God Hates the Badgers Football Team?

As is my custom, when my wife’s alarm clock went off at 5:25 this morning, as she headed for the shower I grabbed the remote and turned on the TV to get the latest news from my friend Rob Starbuck on Channel 3.  They were doing their sports segment, and I heard Coach Bielema say there was nothing they could have done to prevent the loss at Michigan State Saturday night.

Actually, what Coach Bielema said was more like this – and I’m paraphrasing, but it’s close:  “I don’t want to get too spiritual here, but maybe it just wasn’t meant to be.  Maybe somebody up there just didn’t want us to win this one”.

Maybe it just wasn’t meant to be?  WHAT?

I’m not at all a believer in “if it was meant to be, it will be; if it wasn’t, it won’t happen” because I think it flies in the face of individual effort and is one of those things people tell themselves (and others) after something they’ve wanted a great deal or worked hard for, doesn’t happen.  I’m pretty sure God does not get involved in issues involving the outcome of football games or personal relationships or any of that stuff.

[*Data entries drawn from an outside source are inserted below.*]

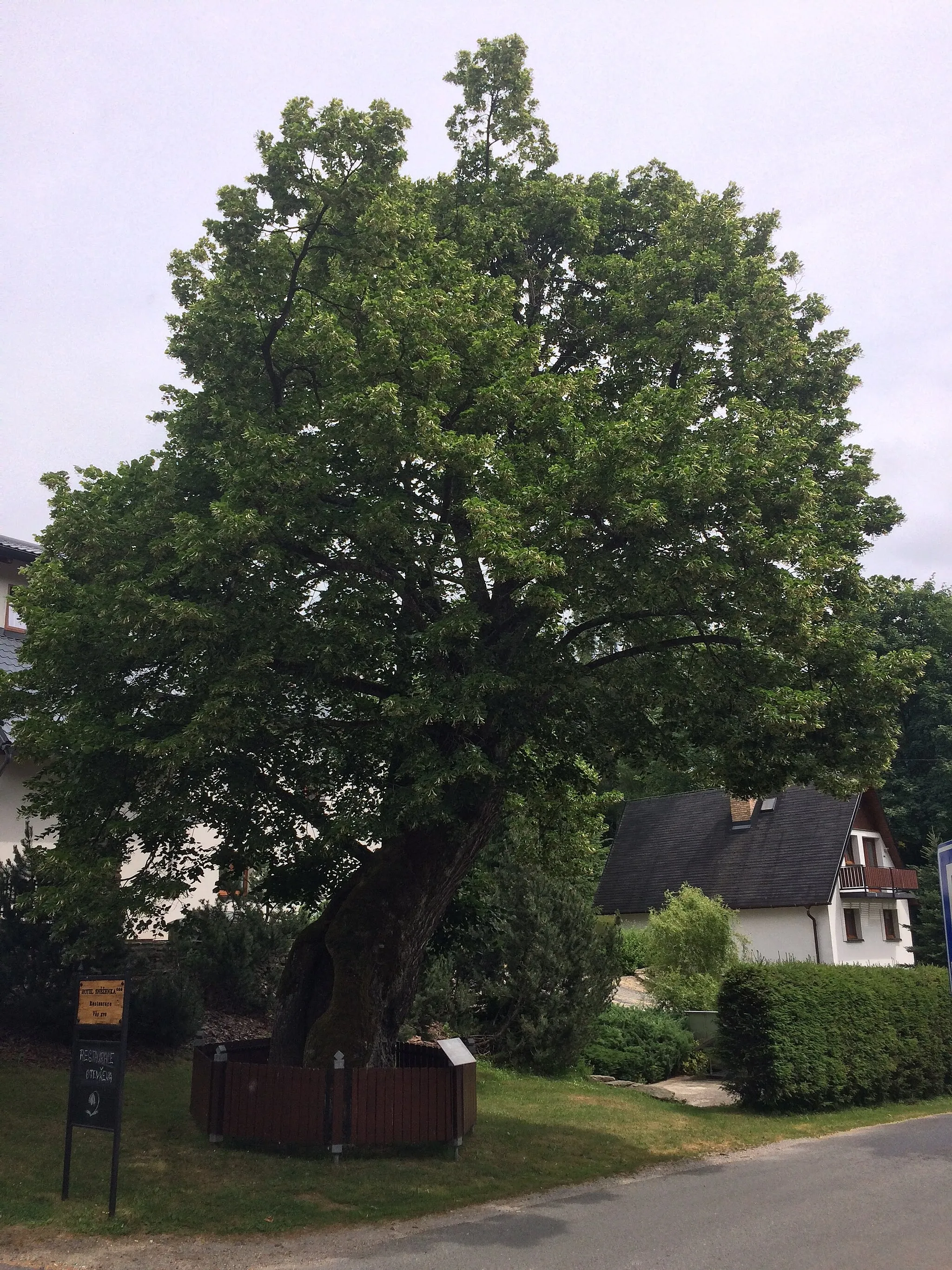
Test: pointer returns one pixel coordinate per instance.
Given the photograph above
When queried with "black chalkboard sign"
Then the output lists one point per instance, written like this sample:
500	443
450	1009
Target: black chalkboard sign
98	1069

So, to hear Coach Bielema essentially say there may have been nothing they could have done to win that game because God may not have wanted them to was a real shocker.  Here’s a guy who’s had to prove himself worthy of the job handed to him (unlawfully, by the way) on a silver platter by his extremely successful predecessor (and Coach Bielema has proved beyond any doubt he was worthy), pretty much inferring that the outcome of the Michigan State game was out of his hands.

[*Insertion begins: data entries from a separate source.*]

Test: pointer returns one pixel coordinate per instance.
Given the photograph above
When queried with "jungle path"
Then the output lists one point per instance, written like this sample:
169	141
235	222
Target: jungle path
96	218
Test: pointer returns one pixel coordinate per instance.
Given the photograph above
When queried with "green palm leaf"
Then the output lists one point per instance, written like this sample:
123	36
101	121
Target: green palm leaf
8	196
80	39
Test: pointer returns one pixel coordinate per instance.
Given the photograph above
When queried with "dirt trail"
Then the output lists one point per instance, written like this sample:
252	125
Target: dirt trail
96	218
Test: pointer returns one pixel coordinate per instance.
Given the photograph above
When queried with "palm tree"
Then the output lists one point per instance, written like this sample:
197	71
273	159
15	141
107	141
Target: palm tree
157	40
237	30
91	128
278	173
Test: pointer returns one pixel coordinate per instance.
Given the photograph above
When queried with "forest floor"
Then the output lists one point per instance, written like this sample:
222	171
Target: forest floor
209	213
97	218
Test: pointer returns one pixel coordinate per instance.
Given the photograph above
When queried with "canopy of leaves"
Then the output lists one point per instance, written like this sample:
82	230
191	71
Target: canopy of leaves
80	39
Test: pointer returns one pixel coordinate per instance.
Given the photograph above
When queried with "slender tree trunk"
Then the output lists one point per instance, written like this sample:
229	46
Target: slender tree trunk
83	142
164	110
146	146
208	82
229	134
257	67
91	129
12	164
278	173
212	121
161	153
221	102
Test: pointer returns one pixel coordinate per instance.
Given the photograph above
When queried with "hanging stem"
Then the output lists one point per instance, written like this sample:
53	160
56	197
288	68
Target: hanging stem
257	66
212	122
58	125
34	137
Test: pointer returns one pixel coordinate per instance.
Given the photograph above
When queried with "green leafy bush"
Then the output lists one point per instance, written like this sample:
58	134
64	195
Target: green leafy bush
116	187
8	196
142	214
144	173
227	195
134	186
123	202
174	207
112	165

Coaches work tirelessly to motivate players to give their best and their all every time the ball is snapped; they teach that individual effort must mesh with team effort to achieve a desired outcome; that they must give their all as individuals and as a team to make things happen.  So, to hear a successful coach say God may not have wanted them to beat the Spartans really rocked me.

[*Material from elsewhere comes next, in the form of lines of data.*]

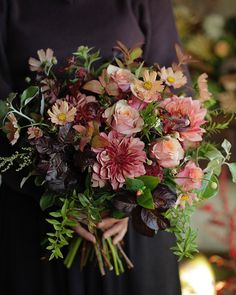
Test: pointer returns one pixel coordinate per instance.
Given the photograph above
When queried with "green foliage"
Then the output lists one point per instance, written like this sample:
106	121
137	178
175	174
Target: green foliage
179	219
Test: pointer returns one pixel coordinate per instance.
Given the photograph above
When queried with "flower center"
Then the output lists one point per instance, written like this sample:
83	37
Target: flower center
61	117
147	85
185	198
171	79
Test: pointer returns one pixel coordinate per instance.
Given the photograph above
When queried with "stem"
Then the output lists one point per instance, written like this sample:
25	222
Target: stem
99	259
114	255
72	252
126	258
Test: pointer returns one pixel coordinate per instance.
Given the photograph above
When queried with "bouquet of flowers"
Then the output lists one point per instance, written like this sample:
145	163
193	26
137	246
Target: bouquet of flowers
119	139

Some may say that I’ve taken the coach’s words out of context, that he was understandably down after such a dramatic ending, that he’s doing nothing more or less than any human does to rationalize a huge emotional hurt, but….this was a public statement, on the record, with the coach fully aware that cameras were rolling, clearly inferring that God may have had a hand in the outcome of the game.

It was a tough and stunning loss, and I’m a Badgers fan all the way, but I think the UW’s habit of dining on cupcakes in the pre-season, and believing their own press clippings after they dispatched Nebraska so easily, may have had more to do with the outcome of the game than the Lord God Almighty deciding to be a Spartans fan Saturday night.  I hope that dawns on the coach before they head to Columbus next Saturday.

1 comment:

  1. I thought I might have an "Update on God" for my sports blog, here; I'll have to find the quote.

    I didn't watch the game, but I did see the final play. Saying "it wasn't meant to be" is, as you note, too often a cop-out, and it seems to me that if Bielema said that, he's saying exactly that: "Don't blame our players, or coaches, or weak-non-conference schedule. It's just the way it is."

    There's a fine line between that and Lindy Infante's "we were four plays away from the Super Bowl."

    What I always say is, "You know who never complains about bad calls or bad luck? Teams that are ahead by 40." So if you lose on a bad call or bad luck or 'it wasn't meant to be', you probably weren't doing that well anyway.